The latest estimates project that the eventual launch may happen toward the end of September at the earliest. Still, that's not an entirely bad thing according to NASA Administrator Bill Nelson.
"We do not launch until we think it's right," said Nelson, who's also a former U.S. Senator from Florida. "These teams have labored over that and that is the conclusion they came to. I look at this as part of our space program, in which safety is the top of the list."
According to NASA, the cause for Saturday's launch failure was a propellant leak. The channel to fill the liquid hydrogen tank had sprung a hole large enough to prevent the tank from filling completely. Attempts were made to patch it by heating the line, which briefly fixed the issue. The leak then reopened, and an attempt to close it by draining the valve and pressurizing a ground transfer line with helium was unsuccessful.
Artemis I will be launched by the Space Launch System, the most powerful rocket assembled in human history. It’s the first step of NASA’s mission to return to the moon by 2025.
No astronauts will be aboard Artemis I, but the launch will be critical in determining whether the Artemis program is equipped to bring passengers to the moon in three years’ time.
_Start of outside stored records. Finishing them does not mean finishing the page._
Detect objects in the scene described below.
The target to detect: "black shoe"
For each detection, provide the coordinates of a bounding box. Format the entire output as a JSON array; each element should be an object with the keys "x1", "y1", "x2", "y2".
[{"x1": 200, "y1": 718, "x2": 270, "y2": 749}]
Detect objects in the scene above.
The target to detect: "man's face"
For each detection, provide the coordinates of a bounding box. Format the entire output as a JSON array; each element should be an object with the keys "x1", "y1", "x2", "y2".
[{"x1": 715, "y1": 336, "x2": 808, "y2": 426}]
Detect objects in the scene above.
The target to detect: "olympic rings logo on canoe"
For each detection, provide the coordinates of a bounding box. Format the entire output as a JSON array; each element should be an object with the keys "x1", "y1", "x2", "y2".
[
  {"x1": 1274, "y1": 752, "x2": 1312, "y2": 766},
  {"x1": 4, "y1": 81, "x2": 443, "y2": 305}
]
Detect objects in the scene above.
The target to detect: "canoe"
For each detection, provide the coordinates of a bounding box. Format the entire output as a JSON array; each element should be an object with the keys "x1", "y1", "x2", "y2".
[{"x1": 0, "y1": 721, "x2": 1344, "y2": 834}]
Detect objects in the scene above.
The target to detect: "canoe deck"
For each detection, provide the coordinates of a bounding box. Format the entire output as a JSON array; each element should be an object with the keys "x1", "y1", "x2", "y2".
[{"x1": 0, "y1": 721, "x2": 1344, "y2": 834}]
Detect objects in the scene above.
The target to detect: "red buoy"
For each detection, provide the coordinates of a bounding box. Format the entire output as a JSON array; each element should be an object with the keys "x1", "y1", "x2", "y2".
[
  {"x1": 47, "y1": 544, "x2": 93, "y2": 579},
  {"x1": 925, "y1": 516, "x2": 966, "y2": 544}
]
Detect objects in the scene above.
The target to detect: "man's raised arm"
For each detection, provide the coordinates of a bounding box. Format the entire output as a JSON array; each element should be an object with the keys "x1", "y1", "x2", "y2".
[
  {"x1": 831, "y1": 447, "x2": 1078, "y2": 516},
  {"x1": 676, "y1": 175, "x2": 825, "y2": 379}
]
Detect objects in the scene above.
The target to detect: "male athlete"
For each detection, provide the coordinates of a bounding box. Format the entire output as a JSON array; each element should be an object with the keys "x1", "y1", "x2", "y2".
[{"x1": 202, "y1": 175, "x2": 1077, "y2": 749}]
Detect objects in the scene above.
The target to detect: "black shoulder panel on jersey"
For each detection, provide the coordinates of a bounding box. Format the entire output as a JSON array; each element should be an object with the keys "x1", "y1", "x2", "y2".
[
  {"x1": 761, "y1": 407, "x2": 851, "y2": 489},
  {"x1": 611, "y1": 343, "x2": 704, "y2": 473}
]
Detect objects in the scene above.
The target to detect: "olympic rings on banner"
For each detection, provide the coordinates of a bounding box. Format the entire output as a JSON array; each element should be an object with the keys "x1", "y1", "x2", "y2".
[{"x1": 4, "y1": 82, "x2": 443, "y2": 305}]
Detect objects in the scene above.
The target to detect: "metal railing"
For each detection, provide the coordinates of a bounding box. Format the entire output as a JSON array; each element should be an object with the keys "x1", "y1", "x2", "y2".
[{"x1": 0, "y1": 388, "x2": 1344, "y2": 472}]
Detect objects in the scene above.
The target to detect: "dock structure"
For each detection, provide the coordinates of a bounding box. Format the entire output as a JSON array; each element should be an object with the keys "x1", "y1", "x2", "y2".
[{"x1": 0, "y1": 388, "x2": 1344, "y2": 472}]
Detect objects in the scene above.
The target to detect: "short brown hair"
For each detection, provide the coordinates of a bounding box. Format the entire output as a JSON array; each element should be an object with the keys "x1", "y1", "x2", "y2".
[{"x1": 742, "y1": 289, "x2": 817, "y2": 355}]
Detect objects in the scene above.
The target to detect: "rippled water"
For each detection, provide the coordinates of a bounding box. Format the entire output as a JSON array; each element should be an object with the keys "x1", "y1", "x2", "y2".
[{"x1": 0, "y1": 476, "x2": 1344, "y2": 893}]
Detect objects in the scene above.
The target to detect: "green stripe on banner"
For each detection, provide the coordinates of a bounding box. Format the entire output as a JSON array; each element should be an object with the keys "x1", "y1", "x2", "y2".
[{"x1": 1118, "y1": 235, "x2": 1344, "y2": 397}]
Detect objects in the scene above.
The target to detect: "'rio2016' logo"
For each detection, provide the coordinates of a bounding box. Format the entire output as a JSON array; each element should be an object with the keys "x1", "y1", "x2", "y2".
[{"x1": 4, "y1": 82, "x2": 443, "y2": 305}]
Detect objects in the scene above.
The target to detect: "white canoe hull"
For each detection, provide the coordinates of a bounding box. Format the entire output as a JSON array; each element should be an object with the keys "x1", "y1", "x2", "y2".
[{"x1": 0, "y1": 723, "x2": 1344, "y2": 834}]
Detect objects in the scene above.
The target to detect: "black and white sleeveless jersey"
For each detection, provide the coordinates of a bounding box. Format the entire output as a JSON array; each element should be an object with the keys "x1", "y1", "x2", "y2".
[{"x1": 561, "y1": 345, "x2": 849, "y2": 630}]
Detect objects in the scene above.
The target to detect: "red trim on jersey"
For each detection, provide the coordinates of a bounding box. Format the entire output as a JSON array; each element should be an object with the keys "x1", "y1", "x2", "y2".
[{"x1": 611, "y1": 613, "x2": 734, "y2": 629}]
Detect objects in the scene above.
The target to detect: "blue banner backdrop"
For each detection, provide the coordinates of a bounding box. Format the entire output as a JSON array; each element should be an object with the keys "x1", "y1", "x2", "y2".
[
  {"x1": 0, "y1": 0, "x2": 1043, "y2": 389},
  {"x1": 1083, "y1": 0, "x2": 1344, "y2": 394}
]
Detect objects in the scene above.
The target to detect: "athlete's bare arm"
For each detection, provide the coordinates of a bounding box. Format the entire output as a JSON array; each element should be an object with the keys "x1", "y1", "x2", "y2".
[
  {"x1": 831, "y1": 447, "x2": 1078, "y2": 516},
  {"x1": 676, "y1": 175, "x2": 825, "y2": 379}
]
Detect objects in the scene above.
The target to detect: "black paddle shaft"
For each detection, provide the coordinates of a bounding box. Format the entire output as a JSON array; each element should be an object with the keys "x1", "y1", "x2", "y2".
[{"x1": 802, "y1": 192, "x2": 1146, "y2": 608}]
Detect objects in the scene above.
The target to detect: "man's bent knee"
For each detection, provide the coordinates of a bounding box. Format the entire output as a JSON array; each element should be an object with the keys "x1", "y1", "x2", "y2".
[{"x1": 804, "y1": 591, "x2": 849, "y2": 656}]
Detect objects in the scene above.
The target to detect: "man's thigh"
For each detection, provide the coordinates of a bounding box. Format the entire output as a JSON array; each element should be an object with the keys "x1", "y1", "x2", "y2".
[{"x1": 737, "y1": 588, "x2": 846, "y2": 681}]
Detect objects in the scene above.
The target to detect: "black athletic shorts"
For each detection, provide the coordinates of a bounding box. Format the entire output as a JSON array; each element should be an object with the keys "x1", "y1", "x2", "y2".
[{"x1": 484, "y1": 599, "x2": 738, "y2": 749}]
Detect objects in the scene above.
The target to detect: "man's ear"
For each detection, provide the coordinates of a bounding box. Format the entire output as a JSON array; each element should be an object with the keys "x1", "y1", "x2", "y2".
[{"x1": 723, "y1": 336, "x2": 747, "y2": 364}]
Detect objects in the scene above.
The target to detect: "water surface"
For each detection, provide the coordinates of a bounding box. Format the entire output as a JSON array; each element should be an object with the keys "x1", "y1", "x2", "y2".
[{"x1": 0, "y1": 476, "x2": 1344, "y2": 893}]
An Orion capsule will be sent on a trip around the moon, with three mannequins that will gather data that’ll help prepare the astronauts for their trip.
The Orion capsule will pass just 60 miles from the surface of the moon, before using the moon’s gravity as a slingshot to return to earth. The initial launch attempt last week drew mass crowds from around the state and country, including Vice President Kamala Harris and Second Gentleman Doug Emhoff.